The nature of commercial system integration is changing.
In addition to selling products, integrators are beginning to adapt a service-based business model. CI checks in with one company that has made this shift within the last couple years.
Last week, AVI-SPL hosted its annual Global Sales Meeting, bringing over 250 employees and 250 partner attendees together in sunny Tampa, Fl.
The focus at the meeting was AVI-SPL‘s recent shift from products to services, offering their customers technology “solutions” instead of making box sales.
“To be relevant in the space today, you can’t just be talking about bits and bytes and bandwidth,” says Mike Brandofino, Executive Vice President of Video and Unified Communications at AVI-SPL. “You need to be talking about how they affect businesses.”
And it’s working: AVI-SPL saw a 10 percent growth in service revenue from 2012 to 2013. This suggests the company is growing more proficient in creating the right solutions for the right customers.
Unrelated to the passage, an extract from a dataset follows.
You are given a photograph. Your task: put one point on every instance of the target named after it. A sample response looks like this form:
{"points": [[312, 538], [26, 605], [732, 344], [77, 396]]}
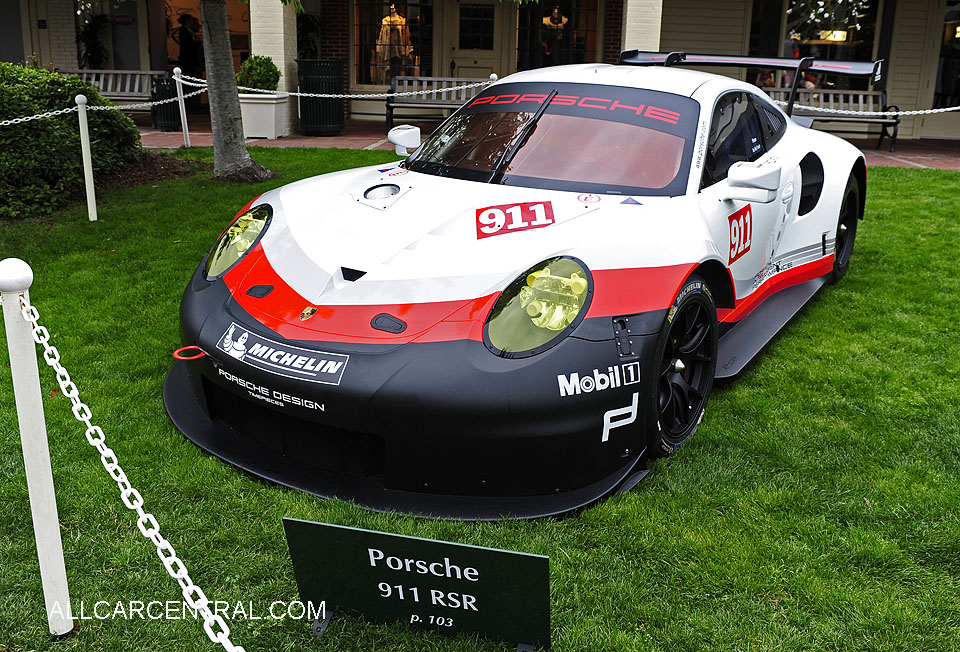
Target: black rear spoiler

The trick is being able to understand both the technology and the people, to be able to fit one with the other. Which means that it’s not necessarily about the brand.
“Our first question [to our customers] has to be, ‘What is your meeting like?'” says Brandofino. Do you need multi-room videoconferencing? Might you benefit from a global help desk? Do you need to be able to train people a thousand miles away? There are 3,500 different types of products from manufacturers. How do customers choose?
Take Block ME, for example, AVI-SPL’s new video signal interrupter device. To ensure privacy in company meetings, Block ME stops video calls from being initiated by blocking specific IP traffic to and from a network. The device is easy to use, having one large “block” button and green and red lights signifying on and off, whether your meeting is public or private. Is this something a customer might need?
What about cloud-based solutions? To meet the increasing demand of cloud platforms, AVI-SPL offers a cloud-based videoconferencing service called the Virtual Meeting Room (VMR). This service is hosted on AVI-SPL infrastructure, allows the user to leverage existing networking devices, and works across a variety of video endpoints and codecs.
“The new workplace requires and expects these tools,” explains Brandofino after demoing the VMR.
But they don’t need everything. “Our job,” he says, “is to find out what works best in each individual case.”
Think about a car: you need a steering wheel, brakes, and gas. Every car has the basic necessities just as every videoconferencing manufacturer will enable two people to see and speak to one another without being in the same room. But the smaller, more detailed features provided differ from manufacturer to manufacturer, as do the features needed by the customer.